Ambrisentan Not Effective in Idiopathic Pulmonary Fibrosis
Increased risk of disease progression, respiratory hospitalizations with ambrisentan treatment
TUESDAY, May 7 (HealthDay News) -- The endothelin A receptor-selective antagonist ambrisentan is not effective for reducing the rate of idiopathic pulmonary fibrosis (IPF) progression, according to a study published in the May 7 issue of the Annals of Internal Medicine.
To examine whether ambrisentan reduces the rate of IPF progression, Ganesh Raghu, M.D., from the University of Washington in Seattle, and colleagues randomized patients (aged 40 to 80 years) with IPF, with minimal or no honeycombing on high-resolution computed tomography scans, to receive ambrisentan (10 mg/day) or placebo.
Noting that interim analysis indicated a low likelihood of showing efficacy for the end point by the scheduled end of the study, the researchers terminated the study after enrollment of 492 patients (75 percent of intended enrollment; mean duration of exposure to study medication, 34.7 weeks). There was a significantly increased likelihood of meeting the prespecified criteria for disease progression among the ambrisentan-treated versus placebo-treated patients (27.4 percent versus 17.2 percent; hazard ratio, 1.74). The decline in lung function was seen in 16.7 percent of ambrisentan-treated patients and in 11.7 percent of placebo-treated patients (P = 0.11). Respiratory hospitalizations were significantly higher in the ambrisentan group than the placebo group (13.4 versus 5.5 percent, respectively).
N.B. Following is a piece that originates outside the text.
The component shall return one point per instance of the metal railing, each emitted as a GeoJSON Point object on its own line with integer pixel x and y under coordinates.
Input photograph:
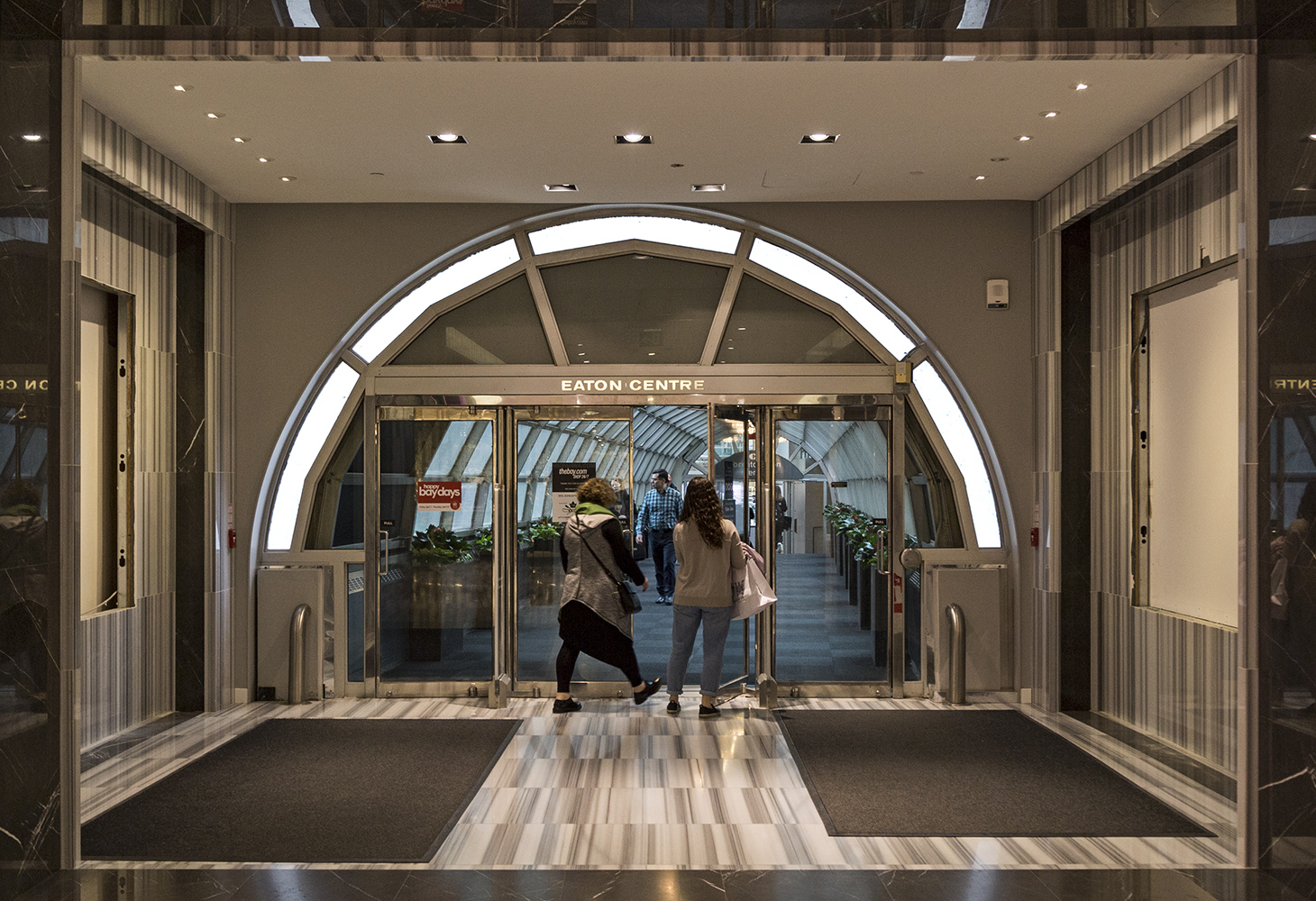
{"type": "Point", "coordinates": [957, 654]}
{"type": "Point", "coordinates": [297, 654]}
There was a nonsignificant difference in the number of deaths between the two groups (7.9 percent of ambrisentan-treated and 3.7 percent of placebo-treated patients; P = 0.10).
"Ambrisentan was not effective in treating IPF and may be associated with an increased risk for disease progression and respiratory hospitalizations," the authors write.
Several authors disclosed financial ties to pharmaceutical companies, including Gilead Sciences, which funded the study.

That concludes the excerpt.